The afternoon session with the panels “Stars”, “Australia II”, “Bad Boys”, and “Value” was when most of my conference buddies were presenting their papers. I started with the “Value” panel, where Phil Betts was presenting his paper “The Gentrification of Bad Cinema”. Phil, who in numerous occasions confessed to be “not a horror film person”, was more than able to blend in with us zombie crowd by his industry analysis of Fox Searchlight distributed 28 Days Later, where he questioned the lines that blur between the independent and the commercial, bad cinema, and the mainstream. After Phil’s presentation, I moved on to the “Bad Boys” panel to listen to Karen Mauri talking about the New Zealand animated series Bro’ Town in her “B For Bro’ town: ‘Im goin 2 da pub I may be some time”. Karen looked at the way in which this “minority” TV series employ strategies of self-mockery and stereotyping, along with more “commercial” elements to address a broader audience. The last paper of the session was Mario Rodriguez’s “Horror-Ritual: Horror Movie Villains as Re-Presentational Sacrifice”. He argued that villains in horror movies are ritual construct and the reason for their existence is to transgress boundaries. He gave examples from films like There Will be Blood, No Country for Old Men as well as Saw and Hostel, to show the function of villains as receptors of re-presentational punishment.

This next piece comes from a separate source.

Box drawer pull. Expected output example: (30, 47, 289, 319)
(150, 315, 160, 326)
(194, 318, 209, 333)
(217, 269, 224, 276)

The last plenary session of the conference was Jamie Sexton’s “Cult Film: From Bad to Good and Back to ‘Bad’ Again?”. Sexton’s paper was an archaeological investigation of the term ‘cult’ and outlined the changes the term has undergone since the early twentieth century, when it had a negative meaning. Identifying ‘cult’ as a generic term, he differentiated it from other generic terms, as its connotations are mostly reception-based. After Sexton’s talk, Con Verevis made the closing remarks in “Close: A Bad Ending”, and implied a possible sequel to “B for Bad Cinema”.

We went to Lygon Street for some nice Italian Pizza and then to Brunswick Street for a couple of celebratory beers. The conference was over, but Melbourne still had some attractions to offer: the Queen Victoria Markets, a meeting with a fellow Melancholy scholar, the Comedy Festival, hanging out with people who gave us A Dark Day’s Knight, Setting the Scene exhibition at ACMI, and “world’s freakiest bookstore”, Polyester Books!